Keep in mind PG&E blew through $1 million that its ratepayers funded to set up a Stop the Power Grab organization that had a storefront operation in downtown Manteca on Yosemite Avenue. This is the same company that could call itself We Grab Land for Profit by using eminent domain powers granted to them by the state with the same frequency that some drink coffee.

This is the same company that lied to the California Legislature that they would help local irrigation districts get into the retail power business in exchange for the necessary votes to deregulate state power that led to ballooning PG&E bills and rolling brownouts. They then turned around and replicated the Lucy vs Charlie Brown football kicking act by working with the SSJID to make it work and then pulled the rug out from under the deals being fashioned not once but three times. This is the same PG&E that hired a political consulting firm that hacked into SSJID computers and stole documents sensitive to the SSJID takeover bid that PG&E came to possess. After repeatedly denying that to be the case, once the FBI started to launch an investigation they quickly reached a settlement with SSJID while proclaiming no wrongdoing as they delivered a $240,000 check to SSJID to cover damages.

PG&E’s track record with San Francisco’s efforts to escape the clutches of PG&E is more of the same. PG&E was nailed several times during elections conducted to gain voter approval to proceed with a takeover of their system with fines by the Fair Political Practices Commission for breaking various state campaign laws.

Imagine that, PG&E not playing fair or by the rules.

SSJID stands by the numbers they have out that they will be able to lower power costs to customers across the board by 15 percent out of the gate. Why they are so confident of that number has everything to do with their bond rating, the expertise they have at generating and selling hydroelectricity to PG&E via the Tri-Dam Project partnership with Oakdale Irrigation District for more than 55 years, the fact they don’t have brass in corner offices pulling down a combined compensation in excess of $20 million annually, or that they have to satisfy Wall Street investment firms that view low double digit profits as unacceptable. The analysis showed the SSJID could approach 30 percent in savings.

But since the SSJID board has to answer to their neighbors and the community and not Wall Street types they want to make sure they can deliver on promises while making sure the system is modern, safe and reliable. The 15 percent rate reduction is an under sell designed not to over promise and to make sure they can deliver.
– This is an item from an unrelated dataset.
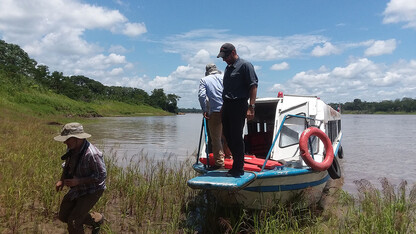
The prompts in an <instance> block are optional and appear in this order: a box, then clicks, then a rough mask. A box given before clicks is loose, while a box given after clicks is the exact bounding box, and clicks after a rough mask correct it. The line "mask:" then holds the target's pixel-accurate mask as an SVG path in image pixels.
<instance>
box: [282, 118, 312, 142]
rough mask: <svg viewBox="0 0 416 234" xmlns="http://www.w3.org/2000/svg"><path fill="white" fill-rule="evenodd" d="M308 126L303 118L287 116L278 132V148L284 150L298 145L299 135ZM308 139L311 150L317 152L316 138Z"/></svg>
mask: <svg viewBox="0 0 416 234" xmlns="http://www.w3.org/2000/svg"><path fill="white" fill-rule="evenodd" d="M309 121H311V120H309ZM309 124H310V123H309ZM309 124H308V121H307V119H306V118H305V117H303V116H287V117H286V120H285V122H284V124H283V126H282V129H281V132H280V141H279V147H280V148H285V147H289V146H292V145H297V144H299V138H300V135H301V134H302V132H303V131H304V130H305V129H306V128H307V127H308V126H310V125H309ZM310 139H311V142H310V144H312V148H313V149H315V150H317V149H318V141H317V139H316V136H311V137H310Z"/></svg>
The California Public Utilities Commission in 2009 concluded SSJID was not only capable of delivering on its commitments to provide effective, reliable and safe service but that the loss of the 72,000 acres that encompasses the SSJID would not impact the rates of those who would remain as PG&E customers.

Remember this comes from the consumer watchdog agency known as the CPUC that purred like a kitten every time PG&E in the past asked for anything it wanted to do.

Based on the SMUD case, it takes 23 years to break free of PG&E once you take the official step, offer a fair market price for the distribution system that serves a particular area and then fight the gauntlet of PG&E playing power politics and throwing every conceivable legal roadblock in your path until a new public power company is up and running.

If it takes another seven years for the SSJID to prevail, acquire the local system and set up its own retail operations it will be well worth it.

It will mean if you pay $100 a month for electricity you will pocket $150 a year in savings. Districtwide that will free up more than $12 million annually for families to use for other needs, businesses to cut costs, and for schools to free up more money for classrooms.

The CPUC is currently studying whether some or all of the PG&E’s 70,000 square miles of electric service territory should be served by a public agency.

There is at least one public agency that is ready and well positioned to show the rest of PG&E’s 16 million customers what life can be without having the state protected monopoly making investors on Wall Street immensely rich.